Future console CPUs: will they go back to OoOE, and other questions.

ok I know that the Xenon CPU's PPE cores are In-Order Execution and so is the PPE in CELL.

In-Order CPUs are simpler than Out-of-Order-Execution CPUs. transistors and complexity is saved but there is a major price in performance.

originally, the Xenon design team at MS wanted the CPU cores to be Out of Order Execution, but as IBM got to work they had to make them In-Order. it was disappointed for the team from what I read of The Xbox 360 Uncloaked. actually here it is:

Another setback was that IBM had also decided that it couldn’t do out-of-order execution. This was a modern technique that enabled microprocessors to dispatch a number of tasks in parallel. A sequence of instructions was broken into parallel paths without regard to order so they could be executed quickly, and then put back into the proper sequence upon completion.
Instead, IBM had to make the cores execute with the simpler, but more primitive, in-order execution. Out-of-order consumed more space on the chip, potentially driving up the costs and raising the risks. When Microsoft’s Jeff Andrews went to Jon Thomason and told him the news, it was like a bombshell. One by one, many of the Mountain View group’s biggest technological dreams were falling by the wayside.


okay, the CPU cores in the last generation: R5900 variant in Emotion Engine,
Gekko in Gamecube and the Intel PIII/Celeron in Xbox were all Out-Of-Order-Execution CPUs, am I right? (btw, what about Dreamcast's SH4?)
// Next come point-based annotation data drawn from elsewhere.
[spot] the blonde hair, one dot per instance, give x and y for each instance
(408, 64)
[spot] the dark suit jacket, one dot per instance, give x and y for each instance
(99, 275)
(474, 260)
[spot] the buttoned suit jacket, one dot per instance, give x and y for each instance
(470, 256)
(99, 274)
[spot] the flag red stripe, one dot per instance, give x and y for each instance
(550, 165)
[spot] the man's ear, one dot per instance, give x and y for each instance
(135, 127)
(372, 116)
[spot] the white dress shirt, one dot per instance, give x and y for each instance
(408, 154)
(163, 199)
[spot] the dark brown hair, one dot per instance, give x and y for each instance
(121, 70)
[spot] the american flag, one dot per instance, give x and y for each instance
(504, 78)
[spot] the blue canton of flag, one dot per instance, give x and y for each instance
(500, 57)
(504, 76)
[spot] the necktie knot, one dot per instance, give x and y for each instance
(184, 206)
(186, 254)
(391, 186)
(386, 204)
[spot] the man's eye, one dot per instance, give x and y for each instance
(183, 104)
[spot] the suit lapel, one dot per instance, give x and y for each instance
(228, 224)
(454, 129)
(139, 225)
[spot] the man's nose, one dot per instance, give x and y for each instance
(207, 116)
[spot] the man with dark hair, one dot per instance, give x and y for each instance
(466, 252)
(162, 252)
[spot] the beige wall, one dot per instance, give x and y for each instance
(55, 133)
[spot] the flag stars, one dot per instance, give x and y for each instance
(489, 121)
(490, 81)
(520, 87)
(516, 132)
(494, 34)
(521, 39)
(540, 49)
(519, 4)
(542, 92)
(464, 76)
.....which would make Nintendo Wii the only console of this new generation to have an OoOE CPU (Broadway) if Gekko was an OoOE.

ok, do you guys think that Xenon's successor and next-gen CELL processors will use OoOE cores or not ?
 
This gen, Sony and MS could either implement a big chip with several processors on it, and those processors could either have a lot of OoOE or a lot of execution units, but not both at once.
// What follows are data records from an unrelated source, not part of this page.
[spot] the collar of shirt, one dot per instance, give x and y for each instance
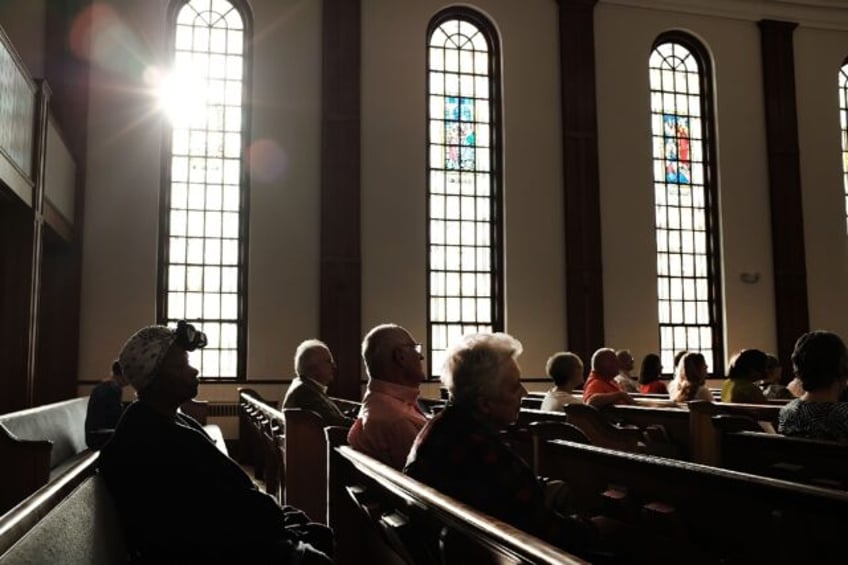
(321, 387)
(403, 393)
(596, 375)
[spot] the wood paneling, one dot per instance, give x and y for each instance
(341, 278)
(787, 220)
(582, 219)
(15, 271)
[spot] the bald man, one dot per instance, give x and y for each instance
(389, 418)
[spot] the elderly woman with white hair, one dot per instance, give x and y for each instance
(461, 454)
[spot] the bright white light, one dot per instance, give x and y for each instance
(182, 97)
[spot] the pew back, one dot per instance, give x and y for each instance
(399, 520)
(690, 512)
(72, 520)
(38, 444)
(803, 460)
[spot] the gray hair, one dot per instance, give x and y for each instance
(562, 366)
(304, 355)
(472, 366)
(598, 354)
(377, 346)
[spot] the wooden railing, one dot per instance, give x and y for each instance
(396, 519)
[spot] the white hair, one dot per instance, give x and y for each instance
(377, 347)
(304, 355)
(600, 353)
(472, 366)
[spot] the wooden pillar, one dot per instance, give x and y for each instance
(583, 265)
(341, 279)
(787, 219)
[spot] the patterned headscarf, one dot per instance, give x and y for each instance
(142, 354)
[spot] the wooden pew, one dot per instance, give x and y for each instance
(72, 520)
(261, 430)
(383, 516)
(742, 446)
(703, 436)
(673, 421)
(38, 444)
(666, 510)
(306, 463)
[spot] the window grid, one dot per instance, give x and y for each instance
(843, 122)
(463, 211)
(204, 227)
(686, 239)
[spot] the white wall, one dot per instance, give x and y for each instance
(624, 37)
(23, 22)
(122, 195)
(394, 166)
(122, 192)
As semiconductor tech improves, I'm sure we'll indeed see both at once at some point in the future, not unlikely already next gen. I am also sure that we'll never see a gen of consoles where either Sony or MS drops the execution units for more OoOE tho. That's oldfashioned these days, and won't lead the way to our glorious computing revolution future! ;)
 
Doubt it. IMHO for Sony its pointing to a Cell2, which significantly ups the LS of its SPUs. I read in some IBM-Stories, that the algorithms they simulated would hit a sweetspot with 4MB LS. The PPE could get some OooE, but I think the transistors will be used for more execution units or cache.
 
Not all OoOE is the same, though. Perhaps future console CPUs will have limited forms of it. Spending much die space on the feature is not necessarily smart for a console CPU.
 
Not all OoOE is the same, though. Perhaps future console CPUs will have limited forms of it. Spending much die space on the feature is not necessarily smart for a console CPU.
Perhaps to the level that Itanium has, but I don't know how far you really want to push this lest history repeat itself. On the PC, we've basically needed something like an 11x increase in transistor budget since the last of the in-order CPUs just to eke out around double the IPC. Granted, this is more a result of new IPC-boosting additions constantly snowballing on tope of each other, but that's generally how it carries out. If you instead scaled up the number of cores, that's massively more bang for the buck on the hardware side.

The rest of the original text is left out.